Victor Hugo fala-nos do catraio das ruas parisienses como de «um ser que se diverte porque é infeliz», e logo a seguir equipara-o ao «povo-menino que exibe na fronte a ruga do mundo velho». Não creio que o padre Américo Monteiro de Aguiar, natural da freguesia de Galegos, do concelho de Penafiel, onde nasceu aos 23 de Outubro de 1887, tenha alguma vez lido Os Miseráveis, muito mais interessado que se achava em resolver as intrigas da vida do que em senti-la através do enredo dos romances. Mas a caracterização do ganapo urbano, realizada por Victor Hugo na forma que fica transcrita, haveria de lhe merecer o espontâneo referendo, se não entusiástico, pelo menos testemunhante dessa solidariedade que acontece entre artistas e santos.

O ano que decorre, e no qual se cumpre o cinquentenário da morte do Padre Américo, resultante de um trágico acidente de viação, permanece inquinado ainda por vários dramas que incluem a criança como seu protagonista.
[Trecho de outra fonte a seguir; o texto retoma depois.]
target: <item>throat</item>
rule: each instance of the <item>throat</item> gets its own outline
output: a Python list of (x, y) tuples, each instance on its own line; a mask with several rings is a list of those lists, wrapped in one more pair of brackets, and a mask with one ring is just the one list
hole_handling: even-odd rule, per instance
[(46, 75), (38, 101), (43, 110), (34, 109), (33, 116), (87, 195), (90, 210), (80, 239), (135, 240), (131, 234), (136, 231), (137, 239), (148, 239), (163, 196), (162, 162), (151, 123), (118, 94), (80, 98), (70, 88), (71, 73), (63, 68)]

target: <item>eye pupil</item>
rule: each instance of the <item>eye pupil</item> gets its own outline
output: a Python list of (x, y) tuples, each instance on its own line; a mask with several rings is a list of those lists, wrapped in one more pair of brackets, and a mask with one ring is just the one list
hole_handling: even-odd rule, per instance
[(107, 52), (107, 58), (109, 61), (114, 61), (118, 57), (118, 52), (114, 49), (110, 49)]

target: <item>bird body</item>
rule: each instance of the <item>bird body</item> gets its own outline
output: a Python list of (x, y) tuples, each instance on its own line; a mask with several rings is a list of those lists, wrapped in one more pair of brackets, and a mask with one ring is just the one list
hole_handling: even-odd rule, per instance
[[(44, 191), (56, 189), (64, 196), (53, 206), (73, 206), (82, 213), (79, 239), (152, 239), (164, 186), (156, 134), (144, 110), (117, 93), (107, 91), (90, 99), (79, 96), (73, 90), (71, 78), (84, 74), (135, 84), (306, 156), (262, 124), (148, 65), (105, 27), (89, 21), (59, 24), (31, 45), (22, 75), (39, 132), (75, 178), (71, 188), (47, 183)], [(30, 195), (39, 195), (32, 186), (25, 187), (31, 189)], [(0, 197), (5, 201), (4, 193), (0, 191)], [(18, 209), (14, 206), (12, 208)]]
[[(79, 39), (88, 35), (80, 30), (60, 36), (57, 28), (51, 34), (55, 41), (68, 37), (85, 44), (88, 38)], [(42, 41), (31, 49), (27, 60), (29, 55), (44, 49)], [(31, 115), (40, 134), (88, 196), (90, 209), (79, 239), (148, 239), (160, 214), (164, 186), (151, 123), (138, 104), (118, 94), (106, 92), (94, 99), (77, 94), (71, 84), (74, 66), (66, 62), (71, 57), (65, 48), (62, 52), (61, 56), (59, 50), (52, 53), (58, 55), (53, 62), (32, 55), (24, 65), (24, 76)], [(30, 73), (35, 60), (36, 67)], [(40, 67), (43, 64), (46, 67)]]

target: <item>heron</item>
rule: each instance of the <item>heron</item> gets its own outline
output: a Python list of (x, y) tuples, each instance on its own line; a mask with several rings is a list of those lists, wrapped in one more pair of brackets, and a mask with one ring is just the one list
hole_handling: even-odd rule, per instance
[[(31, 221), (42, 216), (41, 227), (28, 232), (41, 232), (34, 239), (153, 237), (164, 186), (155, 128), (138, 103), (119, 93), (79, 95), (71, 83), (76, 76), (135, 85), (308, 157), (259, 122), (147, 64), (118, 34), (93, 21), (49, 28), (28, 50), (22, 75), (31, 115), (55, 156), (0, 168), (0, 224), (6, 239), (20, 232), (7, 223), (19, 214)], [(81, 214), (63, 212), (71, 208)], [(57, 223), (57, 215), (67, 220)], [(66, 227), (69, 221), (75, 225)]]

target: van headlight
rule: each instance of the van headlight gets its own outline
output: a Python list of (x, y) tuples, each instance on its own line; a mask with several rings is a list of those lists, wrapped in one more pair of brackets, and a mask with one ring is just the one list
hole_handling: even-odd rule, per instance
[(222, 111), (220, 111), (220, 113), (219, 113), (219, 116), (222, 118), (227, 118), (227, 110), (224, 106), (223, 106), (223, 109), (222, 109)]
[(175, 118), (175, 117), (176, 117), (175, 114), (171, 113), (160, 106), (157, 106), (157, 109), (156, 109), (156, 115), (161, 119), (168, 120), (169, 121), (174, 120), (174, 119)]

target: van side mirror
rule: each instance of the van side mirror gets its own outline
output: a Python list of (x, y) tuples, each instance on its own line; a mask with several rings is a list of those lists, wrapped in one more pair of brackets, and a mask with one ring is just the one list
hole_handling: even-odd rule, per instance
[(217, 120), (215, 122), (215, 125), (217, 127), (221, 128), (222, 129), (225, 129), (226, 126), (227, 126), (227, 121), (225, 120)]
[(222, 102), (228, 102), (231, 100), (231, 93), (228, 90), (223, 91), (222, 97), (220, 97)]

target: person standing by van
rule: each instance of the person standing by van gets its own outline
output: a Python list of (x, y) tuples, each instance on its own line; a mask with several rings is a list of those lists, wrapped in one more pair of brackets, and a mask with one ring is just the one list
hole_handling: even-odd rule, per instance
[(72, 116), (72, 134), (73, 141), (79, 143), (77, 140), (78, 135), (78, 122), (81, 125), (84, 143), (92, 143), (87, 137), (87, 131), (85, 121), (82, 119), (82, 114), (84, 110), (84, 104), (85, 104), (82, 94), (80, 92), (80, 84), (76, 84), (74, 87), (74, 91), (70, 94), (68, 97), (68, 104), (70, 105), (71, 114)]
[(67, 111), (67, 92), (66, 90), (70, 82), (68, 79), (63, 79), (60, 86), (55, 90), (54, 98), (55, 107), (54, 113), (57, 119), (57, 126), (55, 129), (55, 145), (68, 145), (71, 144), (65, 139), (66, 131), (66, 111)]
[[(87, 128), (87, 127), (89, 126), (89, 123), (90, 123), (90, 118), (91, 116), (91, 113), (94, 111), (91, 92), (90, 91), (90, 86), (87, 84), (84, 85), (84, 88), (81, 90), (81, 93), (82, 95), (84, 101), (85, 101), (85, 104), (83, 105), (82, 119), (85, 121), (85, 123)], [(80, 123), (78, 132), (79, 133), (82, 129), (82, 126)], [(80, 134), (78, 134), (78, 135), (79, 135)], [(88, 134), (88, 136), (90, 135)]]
O processo da Casa Pia, sempre longe do termo, a que se sucedeu entre abusos e homicídios de menores o assassínio de um transexual chamado Gisberta, perpetrado por um grupo de infantes à solta no «bas-fond» portuense, só poderá convidar-nos, e a propósito da efeméride que se comemora, a alguma dolorosa reflexão. Dividida entre a denúncia dos comportamentos pedófilos, suscitadores de compreensível repulsa pública, e a cedência a tentações pedocráticas, porventura menos detectáveis no risco que comportam para a saúde de todos nós, a sociedade que nos contempla parece incapaz de abraçar aquela imagem da criança que o Padre Américo trazia na alma, e que era a de uma natureza respeitável e respeitadora.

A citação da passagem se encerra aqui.